Georgia’s hotel industry fights new $5 fees

Georgia hospitality heavyweights have launched a behind-the-scenes campaign to soften the sting of a new nightly $5 fee tacked on to hotel and motel stays that will fund transportation improvements.

They are already lobbying Gov. Nathan Deal and legislative leaders to scale back the fee next year, and industry executives pledge to turbocharge their political campaign donations. And, in the meantime, they are exploring litigation that could prevent the rate increase from taking effect in July.

The hoteliers are playing catch-up after they were blindsided by the fee. House and Senate leaders struck a late deal to attach it to a broader transportation package that would funnel more than $900 million each year into road and bridge repairs.

They have their work cut out for them. Deal has vowed to sign the measure into law by early May, and he has said he has little appetite for substantial changes to the legislation. “This was the one bite at the apple,” he said in a recent interview.

But that hasn’t stopped the industry from waging a new campaign. Several industry leaders declined to comment, but documents obtained by The Atlanta Journal-Constitution through an Open Records Act request reveal details of their strategy aimed at persuading legislators to revisit the hard-fought tax increase.

“They cast their votes hastily based on incomplete and inaccurate information and without regard to the burden they have placed on our industry,” the Georgia Hotel and Lodging Association said in an April dispatch to members. “Now, GHLA is launching an industry-wide fight to have this onerous bill modified.”

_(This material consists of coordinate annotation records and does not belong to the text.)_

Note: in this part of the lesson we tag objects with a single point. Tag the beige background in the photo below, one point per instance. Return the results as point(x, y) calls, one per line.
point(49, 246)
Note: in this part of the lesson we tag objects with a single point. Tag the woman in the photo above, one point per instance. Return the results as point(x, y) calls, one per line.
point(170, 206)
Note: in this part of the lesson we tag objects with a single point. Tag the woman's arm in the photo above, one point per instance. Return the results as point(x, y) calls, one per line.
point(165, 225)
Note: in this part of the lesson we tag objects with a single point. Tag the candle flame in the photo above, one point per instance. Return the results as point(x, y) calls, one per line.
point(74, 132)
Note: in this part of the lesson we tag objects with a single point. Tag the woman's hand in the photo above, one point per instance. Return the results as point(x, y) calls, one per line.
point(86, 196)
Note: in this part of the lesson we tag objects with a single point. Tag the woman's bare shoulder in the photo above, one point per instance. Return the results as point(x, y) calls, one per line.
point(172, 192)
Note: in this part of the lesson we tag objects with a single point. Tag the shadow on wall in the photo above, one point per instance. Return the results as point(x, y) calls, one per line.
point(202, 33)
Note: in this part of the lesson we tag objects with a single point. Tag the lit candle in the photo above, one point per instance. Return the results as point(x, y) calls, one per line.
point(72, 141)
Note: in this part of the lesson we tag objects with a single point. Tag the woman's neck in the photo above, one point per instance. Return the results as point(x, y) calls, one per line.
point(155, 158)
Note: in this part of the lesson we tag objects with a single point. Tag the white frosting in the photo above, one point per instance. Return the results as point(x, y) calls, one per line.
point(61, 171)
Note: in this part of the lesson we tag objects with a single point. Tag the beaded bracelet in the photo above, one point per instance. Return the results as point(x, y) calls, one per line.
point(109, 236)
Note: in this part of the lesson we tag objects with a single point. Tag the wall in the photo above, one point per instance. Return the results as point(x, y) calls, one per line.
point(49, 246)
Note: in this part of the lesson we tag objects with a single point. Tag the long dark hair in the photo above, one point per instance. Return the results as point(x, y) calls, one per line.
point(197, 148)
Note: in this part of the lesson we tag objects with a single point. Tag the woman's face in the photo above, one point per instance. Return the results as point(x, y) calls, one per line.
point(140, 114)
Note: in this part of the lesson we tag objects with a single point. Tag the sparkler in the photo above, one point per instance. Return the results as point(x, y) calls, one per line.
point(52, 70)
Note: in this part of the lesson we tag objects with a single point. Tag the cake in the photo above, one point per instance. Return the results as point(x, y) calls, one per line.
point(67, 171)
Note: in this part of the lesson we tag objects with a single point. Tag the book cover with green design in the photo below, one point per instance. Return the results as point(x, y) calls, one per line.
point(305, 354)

Ice cream and arm-twisting

The new approach aims to blend soft-touch negotiating — ice cream treats and friendly sit-downs with lawmakers — with ominous warnings that fewer hotel visits could devastate Georgia’s tourism sector and the estimated 240,000 jobs it helps sustain.

The new fees are expected to raise at least $150 million each year, though that could rise or fall sharply depending on hotel occupancy rates. That would mean the hospitality industry would bear roughly 20 percent of the cost of the transportation bill, which would also lift the gas tax for the average driver by about 6 cents a gallon and eliminate lucrative tax breaks for Delta Air Lines and electric vehicle owners.

The increases come on top of nine pending pieces of legislation that would authorize an increase in a city’s or county’s hotel/motel tax for local projects.

State leaders see the fees as a way to shift the burden of the tax increase to out-of-staters, and it was selected in the final days of the legislative session over a separate proposal to hike rental car fees that met stiff opposition.

Deal said in an interview that the industry should be able to stomach the new fees, and he said that “people wouldn’t come to their places of business if they didn’t have a good way to get there.”

His office, meanwhile, worked internally to try to blunt criticism. Chris Riley, the governor’s chief of staff, wrote an email to two top aides urging them not to refer to the new charges as a bed tax.

“Can we say hotel motel fee? Sounds like we r running a brothel.”

‘We can no longer be a minor player’

Already, tourism officials are distributing a study from PKF Hospitality Research that found that the new fees could deter some visitors. And the association said it has consulted legal counsel about challenging the bill’s legality or securing an injunction to delay its implementation.

Industry officials have also had face-to-face discussions with Deal’s administration. A lobbyist for the Georgia Convention and Visitors Bureaus warned Lynne Riley, the state’s tax commissioner, that some conferences could cancel long-booked trips if they are forced to pay the additional fees.

At an April 14 meeting, four industry executives presented Bart Gobeil, the state’s chief operating officer, with a survey that showed many Georgia attractions rely on mostly in-state visitors who would be hit by the new fees. They also brought along treats from Leopold’s Ice Cream, a Savannah creamery.

Others have taken a more hard-edged approach. Peggy Holcomb, the head of Oconee County’s tourism department, sent Deal a letter warning that the new fees would harm business recruitment, discourage future hotel development and result in sharply higher costs for in-state government travel.

“I’m not sure why or how this happened,” she said in an interview. “We were all taken by surprise. We were blindsided. And we hope they revisit it.”

The most lasting impact of the industry’s response, though, may yet show up in campaign piggy banks. Hotel executives and the industry’s political action committee raised at least $34,000 for the past campaign cycle, but that’s just a tiny fraction of the hefty sums ponied up by trial lawyers, road contractors and other influential interests.

That seems likely to change.

“We can no longer be a minor player in this arena,” the association told members. “We are counting on your financial support of this important initiative.”